For each issue, provide:
- **Location**: Workflow file and job/step
- **Impact**: Time wasted per run × daily runs = weekly cost
- **Severity**: slow (wastes time) / unreliable (flaky) / unsafe (security) / missing (needed)
- **Fix**: Corrected pipeline configuration
Example Output
## Pipeline Review: 4 issues found
### Slow: No Dependency Caching (saves ~2 min/run)
Location: .github/workflows/ci.yml — install step
Impact: 3 min × 20 runs/day = 60 min/day of pure download time.
Fix:
- uses: actions/setup-node@v4
with: { node-version: 20, cache: 'pnpm' }
### Slow: Sequential Jobs That Could Parallel
Location: ci.yml — lint waits for build, but they are independent.

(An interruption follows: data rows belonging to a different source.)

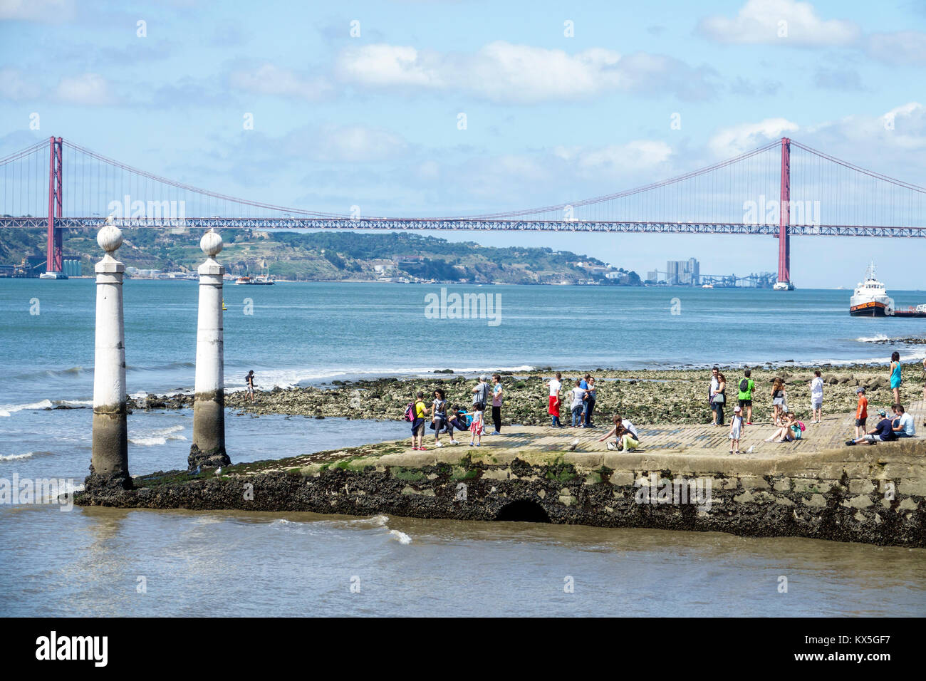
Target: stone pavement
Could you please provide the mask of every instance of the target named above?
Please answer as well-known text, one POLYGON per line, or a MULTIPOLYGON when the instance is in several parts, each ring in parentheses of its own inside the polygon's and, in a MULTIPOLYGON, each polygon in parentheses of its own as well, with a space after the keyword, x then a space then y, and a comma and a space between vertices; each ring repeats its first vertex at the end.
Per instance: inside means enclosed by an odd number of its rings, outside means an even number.
MULTIPOLYGON (((874 409, 870 407, 868 429, 870 430, 878 422, 874 409)), ((913 402, 907 408, 913 416, 917 427, 917 439, 926 436, 926 402, 913 402)), ((504 412, 503 412, 504 415, 504 412)), ((795 442, 778 444, 765 442, 765 438, 776 430, 770 422, 756 422, 751 426, 745 426, 740 439, 740 454, 737 458, 745 459, 778 459, 782 455, 809 454, 816 451, 836 449, 845 447, 845 440, 855 434, 855 414, 831 414, 823 416, 821 423, 812 423, 805 421, 807 430, 803 437, 795 442)), ((637 425, 637 424, 634 424, 637 425)), ((600 452, 607 451, 607 442, 598 442, 598 438, 610 429, 610 424, 599 421, 596 428, 551 428, 549 426, 513 425, 503 426, 502 435, 482 435, 482 448, 492 449, 535 449, 540 451, 569 450, 571 444, 578 440, 572 451, 600 452)), ((650 425, 639 426, 640 447, 634 453, 667 453, 692 454, 697 456, 729 456, 730 426, 703 425, 650 425)), ((453 449, 470 449, 469 434, 457 434, 457 441, 461 444, 453 449)), ((444 448, 448 447, 446 435, 442 436, 444 448)), ((433 450, 432 438, 425 437, 425 446, 433 450)), ((861 447, 869 447, 863 445, 861 447)))

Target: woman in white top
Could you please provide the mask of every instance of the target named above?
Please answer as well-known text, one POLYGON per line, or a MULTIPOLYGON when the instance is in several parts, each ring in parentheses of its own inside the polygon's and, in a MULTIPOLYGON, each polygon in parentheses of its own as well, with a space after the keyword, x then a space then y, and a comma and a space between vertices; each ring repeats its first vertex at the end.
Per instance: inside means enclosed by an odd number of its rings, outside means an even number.
POLYGON ((562 428, 559 422, 559 389, 563 386, 563 374, 557 372, 557 377, 550 379, 547 386, 550 388, 550 401, 546 408, 546 413, 551 417, 551 425, 554 428, 562 428))
POLYGON ((582 386, 580 379, 576 379, 576 385, 572 388, 570 394, 572 395, 572 427, 582 426, 584 428, 585 425, 582 423, 582 413, 585 402, 585 388, 582 386))

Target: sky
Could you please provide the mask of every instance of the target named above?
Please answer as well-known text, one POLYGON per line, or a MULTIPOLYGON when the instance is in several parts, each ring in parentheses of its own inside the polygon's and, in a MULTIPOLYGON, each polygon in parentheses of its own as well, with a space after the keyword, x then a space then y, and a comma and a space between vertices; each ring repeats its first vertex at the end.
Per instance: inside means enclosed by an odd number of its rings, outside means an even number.
MULTIPOLYGON (((366 215, 569 203, 783 135, 926 186, 923 0, 575 5, 0 0, 0 155, 54 134, 213 191, 366 215)), ((768 236, 448 238, 644 275, 777 262, 768 236)), ((890 289, 926 289, 924 256, 919 239, 793 237, 792 280, 851 286, 874 259, 890 289)))

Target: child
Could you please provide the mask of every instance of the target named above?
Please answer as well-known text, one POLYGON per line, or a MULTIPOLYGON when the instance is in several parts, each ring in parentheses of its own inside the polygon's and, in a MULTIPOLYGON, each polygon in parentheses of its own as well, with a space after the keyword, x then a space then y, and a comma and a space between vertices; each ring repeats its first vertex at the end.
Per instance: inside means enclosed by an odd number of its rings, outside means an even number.
POLYGON ((620 414, 614 415, 614 427, 602 437, 599 437, 598 442, 604 442, 611 435, 614 435, 617 439, 614 442, 607 443, 608 449, 631 451, 640 446, 640 438, 633 429, 633 424, 623 419, 620 414))
POLYGON ((743 431, 745 430, 745 426, 743 425, 743 408, 737 405, 733 408, 733 418, 730 420, 730 453, 733 454, 733 449, 735 448, 736 454, 740 453, 740 435, 743 435, 743 431))
POLYGON ((820 375, 818 369, 813 372, 813 380, 810 382, 810 407, 813 409, 813 422, 820 423, 823 421, 823 379, 820 375))
POLYGON ((485 405, 482 402, 473 405, 473 410, 475 412, 472 415, 472 424, 469 426, 469 447, 473 446, 473 439, 478 439, 479 442, 475 443, 476 447, 482 446, 482 433, 485 428, 482 425, 482 410, 485 409, 485 405))
POLYGON ((576 379, 576 386, 572 388, 572 427, 585 427, 582 423, 582 414, 585 403, 585 388, 582 386, 582 381, 576 379))
POLYGON ((863 437, 865 433, 865 422, 868 421, 868 397, 865 397, 865 388, 856 389, 858 396, 858 404, 856 406, 856 439, 863 437))

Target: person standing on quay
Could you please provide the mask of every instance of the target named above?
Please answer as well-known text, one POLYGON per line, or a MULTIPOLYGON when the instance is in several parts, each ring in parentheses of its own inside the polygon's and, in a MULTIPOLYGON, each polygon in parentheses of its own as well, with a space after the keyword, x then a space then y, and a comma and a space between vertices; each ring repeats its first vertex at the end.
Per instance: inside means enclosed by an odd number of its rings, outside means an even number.
POLYGON ((576 379, 576 386, 570 391, 572 396, 572 427, 582 426, 582 415, 583 405, 585 404, 585 389, 582 386, 582 381, 576 379))
POLYGON ((557 372, 557 377, 550 379, 550 382, 546 384, 550 388, 550 402, 546 412, 551 417, 551 426, 553 428, 563 427, 563 424, 559 422, 559 389, 563 386, 562 377, 563 374, 557 372))
POLYGON ((425 451, 424 417, 428 414, 428 408, 424 404, 424 393, 418 394, 414 410, 415 416, 411 422, 411 448, 425 451))
POLYGON ((775 425, 782 425, 782 416, 784 414, 784 381, 778 376, 771 383, 771 419, 775 425))
POLYGON ((594 376, 590 376, 585 374, 586 385, 588 388, 585 390, 585 427, 594 428, 594 423, 592 422, 592 412, 594 411, 594 376))
POLYGON ((740 436, 745 426, 743 425, 743 408, 736 405, 733 408, 733 418, 730 420, 730 453, 740 453, 740 436))
POLYGON ((707 399, 710 401, 710 410, 713 412, 714 425, 718 425, 717 422, 717 404, 714 402, 714 397, 718 394, 720 388, 720 370, 714 367, 710 370, 710 390, 708 391, 707 399))
POLYGON ((746 369, 743 372, 745 378, 740 380, 740 388, 736 395, 736 401, 740 410, 746 412, 746 425, 752 425, 752 391, 756 388, 756 382, 750 378, 752 371, 746 369))
POLYGON ((856 388, 856 395, 858 396, 858 404, 856 405, 856 439, 865 435, 865 422, 868 421, 868 397, 865 397, 865 388, 856 388))
POLYGON ((247 385, 247 394, 251 396, 251 401, 254 401, 254 370, 252 369, 244 376, 244 384, 247 385))
MULTIPOLYGON (((441 388, 434 390, 434 401, 431 403, 431 427, 434 429, 434 447, 444 447, 441 444, 441 430, 447 426, 447 400, 441 388)), ((451 442, 453 439, 454 435, 451 430, 451 442)))
POLYGON ((472 389, 472 404, 475 407, 477 404, 482 404, 483 406, 489 402, 489 394, 491 389, 489 388, 489 384, 485 382, 485 376, 479 377, 479 383, 476 384, 476 387, 472 389))
POLYGON ((891 390, 894 391, 894 403, 900 403, 900 353, 895 350, 891 353, 891 390))
POLYGON ((495 432, 492 435, 502 435, 502 376, 499 373, 492 374, 492 422, 495 425, 495 432))
POLYGON ((810 408, 813 410, 813 422, 822 422, 823 378, 820 375, 819 369, 813 372, 813 380, 810 382, 810 408))

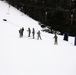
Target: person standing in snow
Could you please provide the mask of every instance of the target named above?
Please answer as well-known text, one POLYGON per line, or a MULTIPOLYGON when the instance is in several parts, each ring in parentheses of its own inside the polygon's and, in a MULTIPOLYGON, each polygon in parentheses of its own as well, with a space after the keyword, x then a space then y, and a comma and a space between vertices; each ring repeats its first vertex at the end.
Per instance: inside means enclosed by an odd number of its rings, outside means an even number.
POLYGON ((19 30, 20 38, 23 37, 23 32, 24 32, 24 28, 22 27, 22 28, 20 28, 20 30, 19 30))
POLYGON ((42 40, 42 38, 41 38, 41 32, 40 31, 37 32, 37 35, 38 35, 37 36, 37 40, 39 40, 39 38, 42 40))
POLYGON ((57 35, 56 35, 56 32, 55 32, 55 36, 54 36, 54 39, 55 39, 55 41, 54 41, 54 44, 56 45, 56 44, 58 44, 58 37, 57 37, 57 35))
POLYGON ((32 30, 33 39, 35 38, 35 29, 32 30))
POLYGON ((31 29, 30 28, 28 28, 28 37, 30 37, 30 34, 31 34, 31 29))

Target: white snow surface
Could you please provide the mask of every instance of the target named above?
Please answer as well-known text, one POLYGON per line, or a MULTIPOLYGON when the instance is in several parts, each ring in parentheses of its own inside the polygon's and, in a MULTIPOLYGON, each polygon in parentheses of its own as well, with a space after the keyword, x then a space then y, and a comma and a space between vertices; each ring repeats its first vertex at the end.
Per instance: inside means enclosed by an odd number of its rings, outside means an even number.
POLYGON ((74 37, 64 41, 41 32, 42 40, 28 38, 28 27, 41 30, 38 22, 4 1, 0 1, 0 75, 76 75, 74 37), (7 19, 7 21, 3 21, 7 19), (24 27, 23 38, 18 30, 24 27))

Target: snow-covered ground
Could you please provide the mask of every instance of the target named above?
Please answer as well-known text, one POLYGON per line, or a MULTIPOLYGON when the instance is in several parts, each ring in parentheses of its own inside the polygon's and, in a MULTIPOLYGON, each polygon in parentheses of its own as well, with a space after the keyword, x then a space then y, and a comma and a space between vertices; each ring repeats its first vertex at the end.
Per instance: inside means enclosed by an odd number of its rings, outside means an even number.
POLYGON ((37 21, 0 1, 0 75, 76 75, 74 37, 66 42, 58 35, 54 45, 54 34, 41 32, 42 40, 36 34, 35 39, 28 38, 28 27, 36 33, 41 30, 37 21), (18 33, 21 27, 23 38, 18 33))

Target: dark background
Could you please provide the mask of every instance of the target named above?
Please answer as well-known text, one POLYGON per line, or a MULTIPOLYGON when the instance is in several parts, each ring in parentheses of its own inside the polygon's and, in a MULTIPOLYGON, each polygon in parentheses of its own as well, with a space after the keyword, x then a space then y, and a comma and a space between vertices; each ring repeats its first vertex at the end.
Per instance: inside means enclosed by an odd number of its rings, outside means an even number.
POLYGON ((6 0, 51 29, 76 36, 76 0, 6 0))

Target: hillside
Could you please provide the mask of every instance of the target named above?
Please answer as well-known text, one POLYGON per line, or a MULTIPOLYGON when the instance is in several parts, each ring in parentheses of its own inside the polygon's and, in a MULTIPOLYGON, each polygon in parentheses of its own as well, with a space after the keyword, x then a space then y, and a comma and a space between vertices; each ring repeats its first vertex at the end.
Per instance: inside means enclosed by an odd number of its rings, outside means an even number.
POLYGON ((36 33, 42 28, 29 16, 8 7, 0 1, 0 75, 76 75, 74 37, 69 36, 66 42, 57 35, 58 45, 54 45, 54 34, 41 32, 42 40, 37 40, 37 35, 28 38, 28 27, 35 28, 36 33), (21 27, 25 29, 23 38, 18 33, 21 27))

Impact: 4 min lint + 6 min build = 10 min sequential. Parallel = 6 min.
Fix:
jobs:
lint: { runs-on: ubuntu-22.04, steps: [...] }
test: { runs-on: ubuntu-22.04, steps: [...] }
build: { runs-on: ubuntu-22.04, steps: [...] }
deploy: { needs: [lint, test, build], ... }
### Unsafe: Third-Party Actions on Floating Tags
Location: ci.yml uses `actions/checkout@v4` — should be pinned to SHA.
Risk: A compromised action tag could inject malicious code into your build.
Fix: `uses: actions/checkout@b4ffde65f46336ab88eb53be808477a3936bae11 # v4.1.1`
### Missing: No Deployment Rollback
Location: deploy.yml — deploys and hopes.
Fix: Add health check + automatic rollback:
- name: Health check
run: curl --fail $DEPLOY_URL/health || gh workflow run rollback.yml
When to Use
Run this when setting up a new project’s CI/CD, when builds exceed 10 minutes, or when flaky tests undermine team confidence in the pipeline. Essential before adding deployment automation and after any incident where “the pipeline passed but production broke.”
Pro Tips
- Measure before optimizing — add
timeto key steps or use the CI platform’s timing visualization to find actual bottlenecks. - Pin everything — runner versions, action versions (by SHA), Node versions. “Latest” in CI is a ticking time bomb.
- Ask for a pipeline diagram — follow up with “Draw an ASCII diagram showing job dependencies, parallel stages, and expected total runtime.”